It appears that Saudi Arabia has once again secured one of the biggest boxing bouts of the year.
According to Eddie Hearn, the anticipated rematch between Oleksandr Usyk and Anthony Joshua is “likely” to take place in the controversial kingdom after a site deal was agreed upon.
The British boxing promoter also noted that fight will likely be pushed back by several week in order to leave enough time to promote the event.
“We have agreed to a deal for the site, and the working date of July 23rd,” Eddie Hearn said on iFL TV. “We are pretty much ready to announce. When you question about whether there will be a delay. If there is you’re talking about two weeks, and it’s for no other reason than time to make sure we can promote the fight in the right way.
“The fight is happening, the fight is agreed in terms of where it will take place and both sides have agreed, both sides have agreed to the deal, both sides have agreed to everything.”

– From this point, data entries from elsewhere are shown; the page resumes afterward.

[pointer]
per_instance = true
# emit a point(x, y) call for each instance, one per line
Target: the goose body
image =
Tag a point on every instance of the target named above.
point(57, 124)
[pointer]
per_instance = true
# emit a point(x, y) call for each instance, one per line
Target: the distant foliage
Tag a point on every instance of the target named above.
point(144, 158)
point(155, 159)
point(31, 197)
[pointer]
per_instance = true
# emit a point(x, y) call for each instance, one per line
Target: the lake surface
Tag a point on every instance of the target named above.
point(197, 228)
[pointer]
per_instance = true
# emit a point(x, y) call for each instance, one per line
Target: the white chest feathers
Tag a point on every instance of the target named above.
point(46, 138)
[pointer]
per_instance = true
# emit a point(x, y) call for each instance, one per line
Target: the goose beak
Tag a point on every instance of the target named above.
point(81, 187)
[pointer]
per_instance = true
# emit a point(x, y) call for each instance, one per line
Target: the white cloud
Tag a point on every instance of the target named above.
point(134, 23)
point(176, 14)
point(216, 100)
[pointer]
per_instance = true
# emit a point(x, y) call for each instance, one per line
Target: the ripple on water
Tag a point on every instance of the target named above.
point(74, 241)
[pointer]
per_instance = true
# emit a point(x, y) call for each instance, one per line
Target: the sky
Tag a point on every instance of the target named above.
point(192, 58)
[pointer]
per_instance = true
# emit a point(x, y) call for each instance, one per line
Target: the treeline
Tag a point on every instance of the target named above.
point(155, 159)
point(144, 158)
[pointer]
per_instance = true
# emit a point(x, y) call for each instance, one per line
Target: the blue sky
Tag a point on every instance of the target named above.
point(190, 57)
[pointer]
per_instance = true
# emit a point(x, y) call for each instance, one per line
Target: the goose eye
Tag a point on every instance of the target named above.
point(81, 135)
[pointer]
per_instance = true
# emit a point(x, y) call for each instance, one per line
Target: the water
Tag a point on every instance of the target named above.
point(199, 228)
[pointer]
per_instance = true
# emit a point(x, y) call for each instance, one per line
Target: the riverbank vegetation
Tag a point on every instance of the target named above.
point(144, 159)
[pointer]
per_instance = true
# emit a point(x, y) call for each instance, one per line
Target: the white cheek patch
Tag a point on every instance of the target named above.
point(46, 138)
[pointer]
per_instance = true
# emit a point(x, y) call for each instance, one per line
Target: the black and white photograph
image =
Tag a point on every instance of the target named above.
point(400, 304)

If the Usyk vs. Joshua fight ends up taking place in Saudi, it would be the latest example of how the kingdom is using sports to distract from its well-documented human rights abuses. The tactic is known as sportswashing and it allows dictators to launder their image by investing in prestigious events such as the biggest boxing event of the year.
By 2021, Saudi had already spent at least $1.5 billion on high-profile international sports and entertainment events, including a long-term deal with World Wrestling Entertainment (WWE), golf, tennis and horse-racing. Earlier this year, the kingdom purchased Premier League team Newcastle United through its public investment fund, which is chaired by Crown Prince Mohamed Bin Salman.

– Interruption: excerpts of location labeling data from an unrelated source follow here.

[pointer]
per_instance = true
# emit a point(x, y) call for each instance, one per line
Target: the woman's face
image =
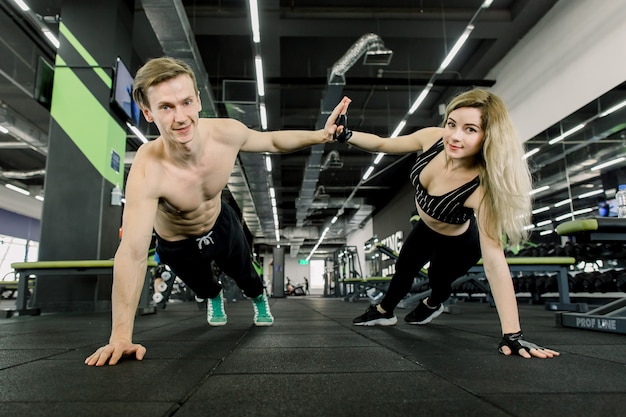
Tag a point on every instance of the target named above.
point(463, 134)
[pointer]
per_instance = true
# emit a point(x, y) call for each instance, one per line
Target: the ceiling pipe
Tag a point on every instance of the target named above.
point(332, 96)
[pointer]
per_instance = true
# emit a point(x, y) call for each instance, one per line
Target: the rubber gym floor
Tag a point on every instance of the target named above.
point(312, 362)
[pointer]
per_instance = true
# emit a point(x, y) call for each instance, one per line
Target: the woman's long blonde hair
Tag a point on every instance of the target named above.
point(503, 171)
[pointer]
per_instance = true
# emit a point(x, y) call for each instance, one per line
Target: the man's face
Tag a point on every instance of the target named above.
point(173, 107)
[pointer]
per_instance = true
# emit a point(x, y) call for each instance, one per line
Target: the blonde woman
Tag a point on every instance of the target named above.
point(472, 187)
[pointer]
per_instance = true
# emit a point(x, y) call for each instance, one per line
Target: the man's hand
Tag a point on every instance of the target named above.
point(330, 128)
point(114, 351)
point(514, 344)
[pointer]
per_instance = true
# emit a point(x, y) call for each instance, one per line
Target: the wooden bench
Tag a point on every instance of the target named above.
point(612, 316)
point(542, 264)
point(556, 264)
point(29, 273)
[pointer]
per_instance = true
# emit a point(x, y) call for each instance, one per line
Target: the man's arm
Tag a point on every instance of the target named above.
point(293, 140)
point(129, 267)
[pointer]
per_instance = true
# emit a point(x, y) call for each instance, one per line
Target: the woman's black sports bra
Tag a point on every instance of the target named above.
point(447, 208)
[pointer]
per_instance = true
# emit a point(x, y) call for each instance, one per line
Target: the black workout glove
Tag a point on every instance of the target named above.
point(346, 133)
point(515, 342)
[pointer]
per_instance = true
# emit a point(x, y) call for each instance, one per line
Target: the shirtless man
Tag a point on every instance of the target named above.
point(174, 188)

The strategic investment in sports is part of the kingdom’s ‘Vision 2030’ masterplan that aims to reduce Saudi’s economic dependence on oil. However, the plan also led to a brutal crackdown on dissent, including feminist activists, religious clerics and opposition leaders.

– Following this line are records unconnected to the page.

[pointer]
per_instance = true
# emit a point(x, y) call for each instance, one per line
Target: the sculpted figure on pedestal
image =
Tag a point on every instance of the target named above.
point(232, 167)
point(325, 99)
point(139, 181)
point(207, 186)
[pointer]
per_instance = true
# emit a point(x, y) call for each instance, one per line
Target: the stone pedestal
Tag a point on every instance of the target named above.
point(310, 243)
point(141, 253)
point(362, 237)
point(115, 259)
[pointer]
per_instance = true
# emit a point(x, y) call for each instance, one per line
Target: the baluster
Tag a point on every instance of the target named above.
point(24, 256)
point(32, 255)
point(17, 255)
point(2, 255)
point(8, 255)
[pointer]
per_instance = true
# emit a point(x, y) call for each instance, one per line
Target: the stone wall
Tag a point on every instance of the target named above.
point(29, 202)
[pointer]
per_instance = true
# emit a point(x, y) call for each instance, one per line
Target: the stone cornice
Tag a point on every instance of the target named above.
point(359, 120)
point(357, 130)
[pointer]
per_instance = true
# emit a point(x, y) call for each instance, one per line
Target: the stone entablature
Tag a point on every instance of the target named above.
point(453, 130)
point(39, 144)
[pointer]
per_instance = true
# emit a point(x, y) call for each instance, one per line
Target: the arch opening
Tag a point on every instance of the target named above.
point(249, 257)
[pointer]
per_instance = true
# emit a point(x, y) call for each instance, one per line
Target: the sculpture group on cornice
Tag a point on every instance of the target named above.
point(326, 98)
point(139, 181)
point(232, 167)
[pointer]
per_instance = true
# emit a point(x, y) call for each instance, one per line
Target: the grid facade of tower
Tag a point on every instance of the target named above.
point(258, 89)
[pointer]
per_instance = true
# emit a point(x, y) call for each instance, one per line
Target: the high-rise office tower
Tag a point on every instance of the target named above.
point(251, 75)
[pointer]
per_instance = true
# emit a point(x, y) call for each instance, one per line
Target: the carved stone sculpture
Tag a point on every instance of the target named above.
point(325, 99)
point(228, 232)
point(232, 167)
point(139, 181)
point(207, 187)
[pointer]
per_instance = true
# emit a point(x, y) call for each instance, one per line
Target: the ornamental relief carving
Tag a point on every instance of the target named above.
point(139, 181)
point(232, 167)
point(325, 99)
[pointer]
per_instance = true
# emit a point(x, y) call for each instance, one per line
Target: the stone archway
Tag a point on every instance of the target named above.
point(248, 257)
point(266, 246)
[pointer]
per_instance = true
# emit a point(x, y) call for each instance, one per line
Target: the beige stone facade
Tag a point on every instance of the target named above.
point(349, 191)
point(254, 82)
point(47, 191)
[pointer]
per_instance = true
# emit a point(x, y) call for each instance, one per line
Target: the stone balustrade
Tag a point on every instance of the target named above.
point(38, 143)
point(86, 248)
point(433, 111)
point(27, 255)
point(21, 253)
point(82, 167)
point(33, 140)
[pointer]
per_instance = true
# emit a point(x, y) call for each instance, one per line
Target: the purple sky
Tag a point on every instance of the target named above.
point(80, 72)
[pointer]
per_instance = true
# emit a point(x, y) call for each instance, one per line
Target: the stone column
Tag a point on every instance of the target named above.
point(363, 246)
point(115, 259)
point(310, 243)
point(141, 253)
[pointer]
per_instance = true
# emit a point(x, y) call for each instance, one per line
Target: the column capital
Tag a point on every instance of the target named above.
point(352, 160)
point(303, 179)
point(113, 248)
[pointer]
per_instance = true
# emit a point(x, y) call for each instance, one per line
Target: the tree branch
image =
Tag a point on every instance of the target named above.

Saudi has also continued to wage war in Yemen, which has led to a humanitarian crisis among the worst in the world, with widespread hunger, disease and attacks on civilians. More than four million people have fled their homes while another 21 million are in need of humanitarian aid and assistance.
Given that Usyk is taking part in the upcoming rematch in part to help raise funds to benefit his besieged Ukrainian homeland, his decision to fight in country currently waging its own war in the Middle East is questionable at best.